Overcoming Data Sparsity for Relation Detection in German Novels

paper, specified "short paper"
  1. 1. Markus Krug

    Julius-Maximilians Universität Würzburg (Julius Maximilian University of Wurzburg)

  2. 2. Isabella Reger

    Julius-Maximilians Universität Würzburg (Julius Maximilian University of Wurzburg)

  3. 3. Fotis Jannidis

    Institut für Deutsche Philologie (Institute for German Philology) - Julius-Maximilians Universität Würzburg (Julius Maximilian University of Wurzburg)

  4. 4. Lukas Weimer

    Julius-Maximilians Universität Würzburg (Julius Maximilian University of Wurzburg)

  5. 5. Nathalie Madarász

    Julius-Maximilians Universität Würzburg (Julius Maximilian University of Wurzburg)

  6. 6. Frank Puppe

    Julius-Maximilians Universität Würzburg (Julius Maximilian University of Wurzburg)

Work text
This plain text was ingested for the purpose of full-text search, not to preserve original formatting or readability. For the most complete copy, refer to the original conference program.
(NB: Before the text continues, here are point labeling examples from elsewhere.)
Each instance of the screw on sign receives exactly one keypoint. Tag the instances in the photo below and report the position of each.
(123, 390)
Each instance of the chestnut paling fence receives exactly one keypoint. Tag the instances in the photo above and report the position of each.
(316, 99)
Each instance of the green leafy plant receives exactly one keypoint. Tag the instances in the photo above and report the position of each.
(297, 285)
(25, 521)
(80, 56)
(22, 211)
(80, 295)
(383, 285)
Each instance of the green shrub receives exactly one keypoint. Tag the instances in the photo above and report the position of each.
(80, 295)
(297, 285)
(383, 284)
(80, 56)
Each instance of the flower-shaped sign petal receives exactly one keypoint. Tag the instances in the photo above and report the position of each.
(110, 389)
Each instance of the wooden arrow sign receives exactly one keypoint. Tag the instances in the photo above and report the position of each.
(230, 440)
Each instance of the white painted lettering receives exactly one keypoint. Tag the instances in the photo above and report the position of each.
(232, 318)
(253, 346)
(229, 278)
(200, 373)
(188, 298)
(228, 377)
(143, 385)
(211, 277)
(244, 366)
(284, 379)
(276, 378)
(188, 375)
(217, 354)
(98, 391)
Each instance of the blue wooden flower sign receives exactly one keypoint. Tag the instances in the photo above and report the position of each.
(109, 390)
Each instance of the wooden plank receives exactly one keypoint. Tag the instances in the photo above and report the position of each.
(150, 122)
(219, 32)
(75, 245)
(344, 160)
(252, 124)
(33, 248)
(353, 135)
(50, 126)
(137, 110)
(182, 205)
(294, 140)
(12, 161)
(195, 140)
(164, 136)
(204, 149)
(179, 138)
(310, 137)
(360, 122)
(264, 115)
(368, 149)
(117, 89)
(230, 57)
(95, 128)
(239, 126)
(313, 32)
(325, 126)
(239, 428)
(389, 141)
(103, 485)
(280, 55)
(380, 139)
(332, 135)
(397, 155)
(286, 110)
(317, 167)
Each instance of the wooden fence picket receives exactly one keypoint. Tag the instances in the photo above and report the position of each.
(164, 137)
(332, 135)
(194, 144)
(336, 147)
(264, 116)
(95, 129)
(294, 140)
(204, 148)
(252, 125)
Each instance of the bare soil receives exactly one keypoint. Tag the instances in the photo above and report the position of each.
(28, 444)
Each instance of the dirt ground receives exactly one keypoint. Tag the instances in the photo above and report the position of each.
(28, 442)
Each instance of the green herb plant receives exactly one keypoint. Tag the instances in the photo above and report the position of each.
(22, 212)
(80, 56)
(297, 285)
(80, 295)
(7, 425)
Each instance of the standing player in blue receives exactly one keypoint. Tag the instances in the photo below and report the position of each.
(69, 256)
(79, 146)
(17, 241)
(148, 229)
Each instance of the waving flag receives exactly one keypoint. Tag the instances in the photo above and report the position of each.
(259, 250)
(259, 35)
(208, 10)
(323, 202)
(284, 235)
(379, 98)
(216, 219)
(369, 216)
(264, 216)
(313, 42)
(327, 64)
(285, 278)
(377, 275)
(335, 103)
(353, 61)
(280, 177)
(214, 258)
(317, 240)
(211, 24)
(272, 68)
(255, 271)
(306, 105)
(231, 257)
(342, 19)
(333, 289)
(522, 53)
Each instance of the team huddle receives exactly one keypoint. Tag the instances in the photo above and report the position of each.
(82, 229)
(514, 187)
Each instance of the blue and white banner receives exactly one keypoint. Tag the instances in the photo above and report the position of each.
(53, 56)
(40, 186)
Within the context of social network analysis (SNA) for literary texts the automatic detection of family relations and similar social relations between characters in novels would be an important step for any macroscopic analysis. Manual labeling is rather inefficient since the text snippets that explicitly describe a relation are sparse within the long text documents; therefore we combine two techniques, active learning and distant supervision, which are often used to overcome data sparsity.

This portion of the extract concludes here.